Loan Calculator
What does your loan cost? Compute the monthly payment, total cost, total interest and effective annual rate from loan amount, APR and term — in dollars.
Key facts
- The monthly payment follows from loan amount, APR and term (amortization formula). Example: $20,000 at 7.5% over 60 months → $400.76 a month, total $24,045.60, of which $4,045.60 is interest.
- Because interest compounds monthly, the effective annual rate is above the APR: 7.5% APR is about 7.76% effective without fees. Origination fees push it higher.
- A longer term lowers the payment but costs more interest: $20,000 at 7.5% costs $400.76 per payment over 60 months ($4,045.60 interest); over 72 months the payment is lower but total interest is notably higher.
FAQ
- How is the monthly loan payment calculated?
- With the amortization formula: payment = amount × i × (1+i)^n / ((1+i)^n − 1), where i is the monthly rate (APR ÷ 12) and n the number of months. The payment stays constant; the interest share falls and the principal share rises with each payment.
- What is the difference between APR and effective annual rate?

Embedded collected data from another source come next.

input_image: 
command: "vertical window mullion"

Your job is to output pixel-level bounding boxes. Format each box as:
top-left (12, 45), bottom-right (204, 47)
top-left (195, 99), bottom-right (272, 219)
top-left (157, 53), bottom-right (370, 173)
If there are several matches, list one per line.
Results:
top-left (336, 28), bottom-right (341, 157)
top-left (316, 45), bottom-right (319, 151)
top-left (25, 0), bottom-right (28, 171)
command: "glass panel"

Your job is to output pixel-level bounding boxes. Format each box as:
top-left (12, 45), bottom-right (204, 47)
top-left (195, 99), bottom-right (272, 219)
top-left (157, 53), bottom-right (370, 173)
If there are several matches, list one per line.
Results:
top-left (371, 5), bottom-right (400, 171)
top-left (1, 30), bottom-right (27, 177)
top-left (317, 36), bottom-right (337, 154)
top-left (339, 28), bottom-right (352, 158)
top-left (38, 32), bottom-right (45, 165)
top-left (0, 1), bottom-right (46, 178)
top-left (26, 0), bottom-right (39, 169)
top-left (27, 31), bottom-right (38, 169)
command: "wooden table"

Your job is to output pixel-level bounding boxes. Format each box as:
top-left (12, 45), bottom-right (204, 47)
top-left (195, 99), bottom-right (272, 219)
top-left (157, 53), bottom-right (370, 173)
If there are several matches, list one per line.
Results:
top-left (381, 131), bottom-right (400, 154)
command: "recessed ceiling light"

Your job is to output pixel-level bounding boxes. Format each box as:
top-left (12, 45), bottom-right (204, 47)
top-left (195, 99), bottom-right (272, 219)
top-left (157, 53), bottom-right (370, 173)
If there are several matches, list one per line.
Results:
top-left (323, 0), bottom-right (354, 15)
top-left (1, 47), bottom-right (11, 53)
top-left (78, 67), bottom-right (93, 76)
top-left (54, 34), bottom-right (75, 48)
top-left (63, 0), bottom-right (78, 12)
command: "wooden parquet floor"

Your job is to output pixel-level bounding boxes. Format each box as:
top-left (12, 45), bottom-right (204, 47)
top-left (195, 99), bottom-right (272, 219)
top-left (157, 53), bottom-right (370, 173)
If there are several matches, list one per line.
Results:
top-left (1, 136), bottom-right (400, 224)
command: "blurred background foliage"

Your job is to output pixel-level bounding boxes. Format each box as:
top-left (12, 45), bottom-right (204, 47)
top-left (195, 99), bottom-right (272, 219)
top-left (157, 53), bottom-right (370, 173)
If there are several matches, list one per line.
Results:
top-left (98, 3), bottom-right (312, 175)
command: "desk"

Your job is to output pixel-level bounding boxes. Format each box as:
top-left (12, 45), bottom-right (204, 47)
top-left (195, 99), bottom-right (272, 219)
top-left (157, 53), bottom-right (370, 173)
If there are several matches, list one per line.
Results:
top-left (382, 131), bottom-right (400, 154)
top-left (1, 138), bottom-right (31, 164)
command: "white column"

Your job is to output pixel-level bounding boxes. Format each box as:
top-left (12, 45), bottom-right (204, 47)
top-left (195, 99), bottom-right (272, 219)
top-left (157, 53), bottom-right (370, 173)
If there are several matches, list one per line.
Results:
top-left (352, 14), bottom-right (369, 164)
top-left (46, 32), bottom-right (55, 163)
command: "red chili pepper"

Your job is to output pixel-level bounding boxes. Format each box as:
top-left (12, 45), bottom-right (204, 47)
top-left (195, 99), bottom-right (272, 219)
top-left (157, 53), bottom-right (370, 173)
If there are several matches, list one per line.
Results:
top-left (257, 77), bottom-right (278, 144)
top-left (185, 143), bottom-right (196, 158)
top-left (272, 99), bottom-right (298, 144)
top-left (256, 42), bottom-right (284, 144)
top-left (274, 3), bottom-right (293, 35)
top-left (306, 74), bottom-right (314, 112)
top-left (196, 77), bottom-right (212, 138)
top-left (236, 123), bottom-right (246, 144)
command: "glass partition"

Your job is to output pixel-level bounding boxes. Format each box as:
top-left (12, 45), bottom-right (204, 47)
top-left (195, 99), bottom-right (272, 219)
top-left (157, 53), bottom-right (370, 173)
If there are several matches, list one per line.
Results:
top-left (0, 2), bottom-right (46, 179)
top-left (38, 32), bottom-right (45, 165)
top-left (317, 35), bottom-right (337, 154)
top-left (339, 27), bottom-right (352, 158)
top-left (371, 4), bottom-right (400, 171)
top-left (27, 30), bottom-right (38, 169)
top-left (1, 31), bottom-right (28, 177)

- The APR is the stated annual rate. The effective annual rate (APY-style) additionally reflects monthly compounding — without fees it is (1 + APR/12)^12 − 1, slightly higher. Origination fees or insurance raise the real cost further.
- Is a longer or shorter term better?
- A shorter term means a higher monthly payment but much less total interest. A longer term lowers the monthly burden but raises total interest. Choose the highest payment you can comfortably sustain.